Diberitakan, sudah 16 tahun jalan yang menghubungkan Kabupaten Konawe dan Kolaka Utara di Desa Asal Kecamatan Tongauna Kabupaten Konawe belum juga diperbaiki.

Warga dan mahasiswa sudah beberapa kali menggelar demonstrasi di kantor wakil rakyat dan pemerintah. Namun hasilnya sama saja. Jalan masih tetap rusak.

Kali ini, mereka menggelar aksi unik yang kemudian diposting di media sosial.

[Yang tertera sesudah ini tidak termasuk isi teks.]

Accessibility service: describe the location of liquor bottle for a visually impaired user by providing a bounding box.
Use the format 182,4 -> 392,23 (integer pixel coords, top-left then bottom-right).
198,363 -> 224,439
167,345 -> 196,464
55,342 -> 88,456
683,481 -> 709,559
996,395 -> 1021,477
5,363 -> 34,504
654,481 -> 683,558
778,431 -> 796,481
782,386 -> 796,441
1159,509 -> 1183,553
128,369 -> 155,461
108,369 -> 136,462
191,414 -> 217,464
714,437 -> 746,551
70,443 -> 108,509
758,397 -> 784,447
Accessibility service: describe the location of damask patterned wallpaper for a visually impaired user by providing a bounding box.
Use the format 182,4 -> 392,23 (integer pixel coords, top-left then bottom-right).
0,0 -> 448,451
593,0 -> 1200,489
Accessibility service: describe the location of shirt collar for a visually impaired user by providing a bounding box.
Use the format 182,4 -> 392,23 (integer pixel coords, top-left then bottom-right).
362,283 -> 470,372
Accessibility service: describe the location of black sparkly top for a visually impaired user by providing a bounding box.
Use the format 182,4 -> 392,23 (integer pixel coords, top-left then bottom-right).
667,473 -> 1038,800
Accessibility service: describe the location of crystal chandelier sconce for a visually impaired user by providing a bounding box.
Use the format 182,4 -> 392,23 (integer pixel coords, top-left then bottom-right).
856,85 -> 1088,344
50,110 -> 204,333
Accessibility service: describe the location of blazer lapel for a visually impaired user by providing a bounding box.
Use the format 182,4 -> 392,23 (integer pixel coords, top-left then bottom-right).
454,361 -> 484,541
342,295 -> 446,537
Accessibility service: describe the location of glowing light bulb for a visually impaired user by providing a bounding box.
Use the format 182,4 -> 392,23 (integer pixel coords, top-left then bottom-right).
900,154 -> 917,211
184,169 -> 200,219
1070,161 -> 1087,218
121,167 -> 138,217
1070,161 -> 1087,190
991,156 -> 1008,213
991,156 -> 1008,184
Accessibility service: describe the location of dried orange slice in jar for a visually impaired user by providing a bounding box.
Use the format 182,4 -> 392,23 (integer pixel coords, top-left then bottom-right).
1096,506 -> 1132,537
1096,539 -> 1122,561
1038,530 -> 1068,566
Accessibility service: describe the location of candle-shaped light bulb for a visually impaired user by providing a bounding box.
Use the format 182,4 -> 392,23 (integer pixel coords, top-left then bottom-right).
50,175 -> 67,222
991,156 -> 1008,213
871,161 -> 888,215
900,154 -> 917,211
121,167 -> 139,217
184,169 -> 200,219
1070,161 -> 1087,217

Foto itu berupa aktivitas mahasiswa minum kopi atau ngopi sambil membaca buku di kubangan.

Selain itu, frame foto lain adalah saat mahasiswa menanam padi di jalan rusak tersebut. Postingan ini kemudian viral di media sosial dan mengundang banyak reaksi dari warganet.

Salah satu pemuda Tongauna Dwi Septiawan mengaku, foto itu pertama kali diposting waktu bencana yang melanda Konawe beberapa waktu lalu.

“Itu beberapa minggu lalu waktu banjir. Itu sebagai bentuk protes kami atas kerusakkan jalan di desa kami,” kata Dwi saat dihubungi Inilahsultra.com, Selasa 15 September 2020.

Dwi mengaku, jalan ini terakhir kali disentuh kebijakan pemerintah di era Bupati Konawe Razak Porosi sekitar 2004 silam. Setelah itu, pemerintahan Lukman Abunawas hingga Kery Syaiful Konggoasa sama sekali belum mendapatkan perhatian.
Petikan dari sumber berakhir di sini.